- RISE FROM THE ASHES – Sanjib Nandi - November 1, 2021
- साथ में मेरे दोस्त खड़े थे - August 1, 2021
- BenchmarkDotNet: Advanced Features - June 20, 2021
Code used in this article is available here on github for download and for your experiment.
It has always been confusion among developers that when to use which collection. Sometimes we don’t know about all the available collections and their purpose and consequently use them wrongly and end up with performance issues or rework.
By the end of this article, your all queries and doubts will be gone and next time you will have fair idea that which collection will be most appropriate in the given scenario. I admit it is a long article and still, I didn’t split it as in doing that momentum would have gone. At the same time, you can finish it quickly.
Outline of the Article –
First, We will see the decision tree about choosing the right collection and after
This self-explanatory decision tree gives a comprehensive guide to use the right collection in the given scenario. PDF version of this is available here.
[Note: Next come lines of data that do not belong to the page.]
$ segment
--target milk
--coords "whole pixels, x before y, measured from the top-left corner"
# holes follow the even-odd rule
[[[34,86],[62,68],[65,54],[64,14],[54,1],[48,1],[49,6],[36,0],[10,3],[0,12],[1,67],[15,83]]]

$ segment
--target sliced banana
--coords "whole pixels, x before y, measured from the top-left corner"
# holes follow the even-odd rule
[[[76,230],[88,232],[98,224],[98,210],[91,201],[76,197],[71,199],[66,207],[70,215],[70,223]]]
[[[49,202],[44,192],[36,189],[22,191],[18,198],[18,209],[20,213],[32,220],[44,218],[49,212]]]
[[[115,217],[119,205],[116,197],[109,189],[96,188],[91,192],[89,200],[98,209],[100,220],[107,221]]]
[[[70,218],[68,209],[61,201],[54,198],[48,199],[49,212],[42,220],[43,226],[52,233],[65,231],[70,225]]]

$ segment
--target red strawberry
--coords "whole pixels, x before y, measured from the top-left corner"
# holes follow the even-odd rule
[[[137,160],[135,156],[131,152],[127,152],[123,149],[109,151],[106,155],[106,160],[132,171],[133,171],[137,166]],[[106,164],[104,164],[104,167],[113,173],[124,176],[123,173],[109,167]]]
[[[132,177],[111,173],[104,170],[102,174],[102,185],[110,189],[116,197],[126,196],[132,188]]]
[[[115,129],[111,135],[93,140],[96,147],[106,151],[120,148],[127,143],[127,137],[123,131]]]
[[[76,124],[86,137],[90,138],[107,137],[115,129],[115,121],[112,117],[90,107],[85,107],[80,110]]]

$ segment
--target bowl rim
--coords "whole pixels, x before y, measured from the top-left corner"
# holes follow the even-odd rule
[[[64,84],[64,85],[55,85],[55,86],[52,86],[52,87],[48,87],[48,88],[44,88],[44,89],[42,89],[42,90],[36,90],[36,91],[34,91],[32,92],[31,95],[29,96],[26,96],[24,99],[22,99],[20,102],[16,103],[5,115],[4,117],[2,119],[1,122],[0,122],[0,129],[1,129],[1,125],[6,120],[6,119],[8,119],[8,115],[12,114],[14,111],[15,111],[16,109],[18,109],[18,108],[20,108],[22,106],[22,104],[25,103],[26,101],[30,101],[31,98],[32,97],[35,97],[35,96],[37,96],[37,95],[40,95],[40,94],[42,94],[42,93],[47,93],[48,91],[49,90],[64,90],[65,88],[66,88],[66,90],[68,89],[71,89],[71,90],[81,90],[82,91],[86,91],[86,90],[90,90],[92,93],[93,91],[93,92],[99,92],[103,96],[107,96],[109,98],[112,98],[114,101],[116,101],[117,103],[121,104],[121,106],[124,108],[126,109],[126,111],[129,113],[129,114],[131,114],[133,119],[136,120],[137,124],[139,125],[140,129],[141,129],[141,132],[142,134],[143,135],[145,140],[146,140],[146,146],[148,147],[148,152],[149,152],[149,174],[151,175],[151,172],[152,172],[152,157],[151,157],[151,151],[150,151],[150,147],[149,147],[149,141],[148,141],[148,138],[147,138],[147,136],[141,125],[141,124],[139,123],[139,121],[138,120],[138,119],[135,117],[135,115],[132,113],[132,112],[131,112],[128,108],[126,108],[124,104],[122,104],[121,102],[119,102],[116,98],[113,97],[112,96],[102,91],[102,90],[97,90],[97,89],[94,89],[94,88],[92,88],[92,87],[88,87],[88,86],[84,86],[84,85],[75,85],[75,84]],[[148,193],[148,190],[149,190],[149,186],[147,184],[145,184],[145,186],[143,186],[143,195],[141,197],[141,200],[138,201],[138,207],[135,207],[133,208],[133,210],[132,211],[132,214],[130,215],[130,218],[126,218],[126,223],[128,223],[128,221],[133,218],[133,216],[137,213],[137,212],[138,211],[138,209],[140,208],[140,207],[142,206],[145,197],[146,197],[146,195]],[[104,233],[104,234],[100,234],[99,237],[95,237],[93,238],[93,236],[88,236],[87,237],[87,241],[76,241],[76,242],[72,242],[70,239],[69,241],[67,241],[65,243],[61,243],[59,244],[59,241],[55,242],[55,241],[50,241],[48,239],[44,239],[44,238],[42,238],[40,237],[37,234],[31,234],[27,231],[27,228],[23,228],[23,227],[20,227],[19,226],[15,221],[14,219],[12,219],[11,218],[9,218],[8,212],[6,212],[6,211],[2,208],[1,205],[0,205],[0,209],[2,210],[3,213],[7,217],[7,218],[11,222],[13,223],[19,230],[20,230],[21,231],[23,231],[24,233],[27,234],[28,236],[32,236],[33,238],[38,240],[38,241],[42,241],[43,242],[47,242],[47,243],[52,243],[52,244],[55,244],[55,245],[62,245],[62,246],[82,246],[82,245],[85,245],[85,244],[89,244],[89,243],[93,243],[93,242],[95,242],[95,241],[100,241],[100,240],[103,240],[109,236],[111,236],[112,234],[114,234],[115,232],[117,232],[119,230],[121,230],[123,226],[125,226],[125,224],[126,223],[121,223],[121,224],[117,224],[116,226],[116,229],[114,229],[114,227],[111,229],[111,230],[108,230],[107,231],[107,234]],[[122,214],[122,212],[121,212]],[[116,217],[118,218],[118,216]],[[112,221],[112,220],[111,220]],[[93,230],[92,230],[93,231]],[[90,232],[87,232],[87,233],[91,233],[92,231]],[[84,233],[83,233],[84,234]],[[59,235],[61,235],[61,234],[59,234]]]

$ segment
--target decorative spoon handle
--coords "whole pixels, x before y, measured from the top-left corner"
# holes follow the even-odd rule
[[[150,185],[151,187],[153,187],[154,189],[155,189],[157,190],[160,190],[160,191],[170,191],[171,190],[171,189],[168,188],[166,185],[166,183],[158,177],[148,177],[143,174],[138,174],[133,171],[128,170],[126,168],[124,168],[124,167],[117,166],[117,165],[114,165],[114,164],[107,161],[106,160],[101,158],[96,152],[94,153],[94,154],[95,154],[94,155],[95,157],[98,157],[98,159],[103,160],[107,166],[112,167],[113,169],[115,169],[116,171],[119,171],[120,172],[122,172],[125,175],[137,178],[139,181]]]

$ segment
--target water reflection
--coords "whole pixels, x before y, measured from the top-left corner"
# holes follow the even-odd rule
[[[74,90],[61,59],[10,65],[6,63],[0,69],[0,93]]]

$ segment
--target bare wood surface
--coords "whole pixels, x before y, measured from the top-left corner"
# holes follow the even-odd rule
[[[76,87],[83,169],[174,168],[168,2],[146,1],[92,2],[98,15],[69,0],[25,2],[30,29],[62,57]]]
How to navigate in the Decision Tree (For Example)
Scenario – We need a generic collection where we can access the items using key and index both and all items should be sorted by default.
Solution – Start -> Only String Storage -> NO -> Access in Sequence -> NO -> Access by Index (only) -> NO -> Access by Key (only) -> NO -> Access by Key or Index or both -> YES -> Default Sorting needed -> YES and the right collection is SortedList<TKey, TValue>. Similar technique can be applied for any situation.
Now, We will explore more all categories and respective collections
Category #1: Storing Strings only
1.1: StringCollection –
Namespace – System.Collections.Specialized
Basic characteristics –
- Only string ca be added to this collection
- It allows duplicates values to be inserted.
- We can store NULL values as well.
- String comparisons are case sensitive.
- Values can also be accessed by zero based indexing.
- Values are stored in the order of insertion.
Code Example –
public static void LearnStringCollection()
{
Console.WriteLine("From LearnStringCollection Method");
System.Collections.Specialized.StringCollection strCollection
= new System.Collections.Specialized.StringCollection();
String[] arString = new String[] { "ATUL", "THERAN" };
strCollection.AddRange(arString);
strCollection.Add("atul"); //Adding same in another case
strCollection.Add("THERAN"); //Adding duplicate
foreach (var item in strCollection)
{
Console.WriteLine(item);
}
for (int i = 0; i < strCollection.Count; i++)
{
Console.WriteLine($"Value at index # {i} is {strCollection[i]}");
}
}
OUTPUT
Read more on MSDN
1.2: StringDictionary
Namespace – System.Collections.Specialized
Basic Characteristics
- Key implements the hash table.
- Stores only string values in Key Value pair.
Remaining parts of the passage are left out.